Qualifikationen von Prüfstellen und Prüfern
Prüfstellen, unternehmenseigene oder solche von unabhängigen Organisationen, die Prüfbescheinigungen ausstellen, müssen über eine angemessene personelle und sachliche Qualifikation verfügen. Für die Bewertung von Prüfbescheinigungen ist dies eine notwendige Voraussetzung, die stets geprüft und nachgewiesen werden muss, um eine rechtlich ausreichende Bewertung zu erreichen. Eine solche Qualifikation umfasst die technische Ausstattung mit angemessen zuverlässigen maschinellen und Werkzeugeinrichtungen, um die vereinbarten Prüfungen sachgerecht durchführen zu können.
Darüber hinaus haben die Organisation und die Abläufe beim Durchführen der Prüfungen dem Stand der Technik zu entsprechen, so dass sie ein angemessenes Vertrauen in die in den Prüfbescheinigungen mitgeteilten Ergebnisse erlauben. Prüfstellen und deren Organisation sind Gegenstand von Zertifizierungen nach DIN EN ISO 9001. Diese Norm zum Zertifizieren von Qualitätsmanagementsystemen ist auf die besonderen Verhältnisse von Prüfstellen nicht angemessen ausgerichtet. Dies gilt sowohl für die Abläufe der Prüfungen als auch für das Bewerten der Ergebnisse, die sich in Prüfstellen nachhaltig von den Aufgaben produzierender Unternehmen unterscheiden.

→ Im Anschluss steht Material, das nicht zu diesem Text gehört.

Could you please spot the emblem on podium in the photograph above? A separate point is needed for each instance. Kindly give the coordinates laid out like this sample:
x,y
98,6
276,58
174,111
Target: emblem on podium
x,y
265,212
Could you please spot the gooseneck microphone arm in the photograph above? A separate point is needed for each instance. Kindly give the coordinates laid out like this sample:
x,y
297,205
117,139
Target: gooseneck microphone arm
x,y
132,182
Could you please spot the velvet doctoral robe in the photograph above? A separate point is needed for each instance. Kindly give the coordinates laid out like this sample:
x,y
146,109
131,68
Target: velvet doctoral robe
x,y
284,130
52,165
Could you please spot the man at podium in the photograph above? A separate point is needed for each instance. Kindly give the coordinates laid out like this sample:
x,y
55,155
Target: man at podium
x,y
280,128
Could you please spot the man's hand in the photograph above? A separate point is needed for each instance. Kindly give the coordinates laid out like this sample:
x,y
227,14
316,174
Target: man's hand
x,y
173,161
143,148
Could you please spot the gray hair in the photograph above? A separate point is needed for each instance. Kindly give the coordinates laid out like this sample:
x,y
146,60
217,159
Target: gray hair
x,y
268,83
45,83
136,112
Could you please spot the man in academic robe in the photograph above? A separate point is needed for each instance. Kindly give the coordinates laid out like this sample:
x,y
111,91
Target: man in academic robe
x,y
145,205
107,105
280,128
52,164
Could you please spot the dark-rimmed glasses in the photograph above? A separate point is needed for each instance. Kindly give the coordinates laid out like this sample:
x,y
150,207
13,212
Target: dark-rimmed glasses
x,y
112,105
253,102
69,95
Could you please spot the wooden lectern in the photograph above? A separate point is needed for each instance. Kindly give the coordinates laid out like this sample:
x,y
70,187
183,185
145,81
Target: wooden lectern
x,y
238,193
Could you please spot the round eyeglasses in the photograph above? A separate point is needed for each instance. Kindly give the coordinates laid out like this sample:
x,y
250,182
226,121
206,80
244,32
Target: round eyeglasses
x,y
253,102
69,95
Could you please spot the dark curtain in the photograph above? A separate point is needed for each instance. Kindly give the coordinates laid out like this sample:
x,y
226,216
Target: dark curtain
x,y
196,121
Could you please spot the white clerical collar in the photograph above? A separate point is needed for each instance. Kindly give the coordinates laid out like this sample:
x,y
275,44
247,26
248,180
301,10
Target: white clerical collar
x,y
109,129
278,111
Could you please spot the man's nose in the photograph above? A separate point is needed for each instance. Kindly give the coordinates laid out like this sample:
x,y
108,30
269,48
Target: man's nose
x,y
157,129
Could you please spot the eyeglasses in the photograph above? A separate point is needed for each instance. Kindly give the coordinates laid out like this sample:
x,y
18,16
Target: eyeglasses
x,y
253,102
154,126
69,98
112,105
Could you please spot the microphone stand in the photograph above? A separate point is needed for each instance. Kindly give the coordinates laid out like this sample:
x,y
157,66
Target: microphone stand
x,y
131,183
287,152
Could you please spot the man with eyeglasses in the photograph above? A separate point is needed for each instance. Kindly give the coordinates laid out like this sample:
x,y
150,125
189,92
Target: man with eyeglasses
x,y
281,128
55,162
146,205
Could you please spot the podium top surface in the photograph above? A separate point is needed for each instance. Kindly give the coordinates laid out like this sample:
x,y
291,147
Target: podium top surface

Eine internationale Norm, DIN EN ISO/IEC 17 025 kodifiziert die „Allgemeinen Anforderungen an die Kompetenz von Prüf- und Kalibrierlaboratorien“. Diese Anforderungen gelten formal nach dem Anwendungsbereich nicht für „einfache“ Prüfstellen, die lediglich Prüfungen durchführen und darüber Prüfbescheinigungen ausstellen. Diese internationale Norm gilt für Prüf- und Kalibrierlaboratorien, die die Einrichtung und die Abläufe von solchen Prüfstellen überwachen und deren Ordnungsmäßigkeit überprüfen.
Solche Überprüfungen sollen nachweisen, „dass sie ein Qualitätsmanagement-System betreiben, technisch kompetent und fähig sind, um fachlich fundierte Ergebnisse zu erzielen“ (Einführung). Auch wenn die besonderen Anforderungen auf Prüf- und Kalibrierarbeiten abgestellt sind, gelten gleiche Grundsätze und dieselben Anforderungen auch für die Durchführung „einfacher“ Prüfungen, wie sie in Unternehmen und selbstständigen Prüfstellen als Grundlage für das Ausstellen von Prüfbescheinigungen eingehalten werden sollten.
Zu den Faktoren, die Richtigkeit und Zuverlässigkeit von Prüfungen durch ein Laboratorium bestimmen, gehören:
–menschliche Einflüsse,
–Räumlichkeiten und Umgebungsbedingungen,
–Prüf-, Kalibrierverfahren und Verfah-rensvalidierung,
–Einrichtungen,
–messtechnische Rückführung,
–Probennahme und
–die Handhabung von Prüf- und Kalibriergegenständen. (5.1.1).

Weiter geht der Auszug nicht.